The Black Archives celebrated its 40th Anniversary in grand style.
PHOTOS BY KEVIN HICKS OF SOUTH FLORIDA TIMES
MIAMI – With so much black history being either whitewashed, forgotten or recorded inaccurately, it is critical that blacks are writers and stewards of their own stories; and that is exactly what the Black Archives History and Research Foundation has been doing for 40 years.
On Wednesday, Dec. 6, the premier arbiter of south Florida’s Black History marked their 40th anniversary with an epic kick-off to its funk, art and soul weekend entitled “Funky Turns 40!”
Hosted by comedic great Rickey Smiley, the celebration was hosted at the organization’s headquarters, the historic Lyric Theater Cultural Arts Complex in Historic Overtown.
The evening featured complimentary valet and red carpet service, beautiful décor, an open bar with passed hors d’oeuvres, a cigar lounge, delicious food stations with dishes like loaded potatoes, chicken and waffles, pasta, paella, peach cobbler, etc. and music by the incomparable SOS Band.
Several Miami icons were honored for their service to the community during the Inaugural Black Archives Honor Awards Presentation. They included: City of Miami Commission Chair Keon Hardemon and Miami-Dade County Commission Vice-Chairwoman Audrey M. Edmonson (Community Development); Russell Benford, Vice President of Government relations America for Royal Caribbean Cruises Ltd. and former Miami-Dade County Deputy Mayor (Civic Engagement); trailblazing rapper and businessman Luther Campbell aka Uncle Luke (Entrepreneurship); Black Tech and Code Fever co-founder Felecia Hatcher (Innovation); and Miami Times Publisher Emeritus Garth Reeves Sr. on behalf of his parents Henry E.S. Reeves and Rachel Jane Cooper Reeves (Legacy).
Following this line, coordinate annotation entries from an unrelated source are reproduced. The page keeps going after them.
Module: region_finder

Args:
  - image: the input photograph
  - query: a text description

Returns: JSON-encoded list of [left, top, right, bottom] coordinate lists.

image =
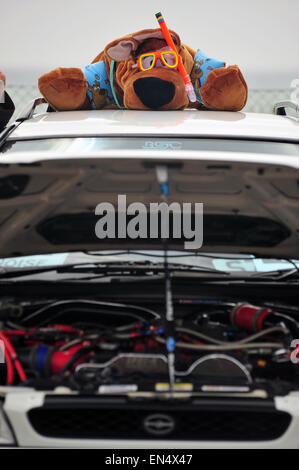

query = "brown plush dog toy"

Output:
[[38, 29, 247, 111]]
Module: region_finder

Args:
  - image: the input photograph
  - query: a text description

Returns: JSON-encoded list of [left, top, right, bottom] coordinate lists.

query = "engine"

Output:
[[0, 299, 299, 393]]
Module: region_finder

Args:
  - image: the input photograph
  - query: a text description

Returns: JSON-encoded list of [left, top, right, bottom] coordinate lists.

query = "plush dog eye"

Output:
[[141, 55, 154, 70], [163, 52, 177, 65]]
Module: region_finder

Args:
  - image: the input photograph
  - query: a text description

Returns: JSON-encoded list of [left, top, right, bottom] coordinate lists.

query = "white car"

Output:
[[0, 103, 299, 449]]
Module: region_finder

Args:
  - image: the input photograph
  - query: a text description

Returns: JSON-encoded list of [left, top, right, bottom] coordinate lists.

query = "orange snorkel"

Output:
[[156, 12, 196, 103]]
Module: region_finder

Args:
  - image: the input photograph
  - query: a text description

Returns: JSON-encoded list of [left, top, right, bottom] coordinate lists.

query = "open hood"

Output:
[[0, 150, 299, 259]]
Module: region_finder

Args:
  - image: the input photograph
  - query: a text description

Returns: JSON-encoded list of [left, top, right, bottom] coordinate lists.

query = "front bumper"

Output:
[[3, 390, 299, 449]]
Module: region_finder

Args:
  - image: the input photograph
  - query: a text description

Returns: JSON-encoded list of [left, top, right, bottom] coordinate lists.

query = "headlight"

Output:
[[0, 401, 15, 446]]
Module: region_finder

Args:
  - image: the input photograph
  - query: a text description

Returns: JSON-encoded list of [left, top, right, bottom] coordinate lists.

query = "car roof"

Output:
[[8, 110, 299, 142]]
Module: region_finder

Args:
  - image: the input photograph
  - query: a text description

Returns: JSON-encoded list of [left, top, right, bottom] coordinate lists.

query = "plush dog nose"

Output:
[[134, 77, 175, 109]]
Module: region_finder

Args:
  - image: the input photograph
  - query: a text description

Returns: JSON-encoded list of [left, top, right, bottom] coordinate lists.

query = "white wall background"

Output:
[[0, 0, 299, 88]]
Black Archives founder Dr. Dorothy Jenkins Fields was also presented with the Visionary Award in honor of her community foresight to preserve black history.
The highlight of the celebration was the unveiling of the new exhibition “Funky Turns 40: Black Character Revolution,” which showcases cartoons and animated images of African Americans from the 1960s and 1970s. More than 300 pieces of animation art depicted black characters that were once staples on Saturday mornings, after school and in theaters.
Guests reminisced and sang along with jingles from cartoons like “Fat Albert and the Cosby Kids” and Verb from “School House Rock.” The exhibit features original drawings and production cell classics like: “The Jackson Five,” “I Am the Greatest: The Adventures of Muhammad Ali,” “The Brown Hornet,” Lt. Uhura from “Star Trek: The Animated Series,” “Josie and the Pussycats,” black superheroine Astrea from “Space Sentinels” and so much more. It will be on display through February 2018.
The celebration continued Thursday with live shows from hip-hop’s premier beat-boxer Doug E. Fresh and the Sugar Hill Gang and closed out Friday with Hardemon’s “Art of Conversation” event that included a screening of the season two premiere of the hit web series “Giants” and music by Kid Capri.
Timothy A. Barber, executive director of the Black Archives, said Fields’ vision has evolved into a community staple.
“For 40 years, the Black Archives has been preserving the rich history and culture of Black Miami. Before Dr. Dorothy fields founded our organization, our history was scattered among the homes of pioneer families, and thought to be nonexistent by those outside of the black community,” Barber said. “It is because of the Black Archives, that children have a place to come and learn about local trailblazers and the people of color who built the city that they know today. The Black Archives Historic Lyric Theater has played a major role in the revitalization of the Historic Overtown community, through programming and employment training, reemerging in its role as a Mecca for arts and culture in the neighborhood.”
Barber said he looks forward to continuing the work for years to come.
“Looking ahead, we aim to continue to lead in historic preservation, educational programming and job training. We hope to continue to raise our profile and garner the financial support needed to continue for 40 more years and beyond,” Barber said.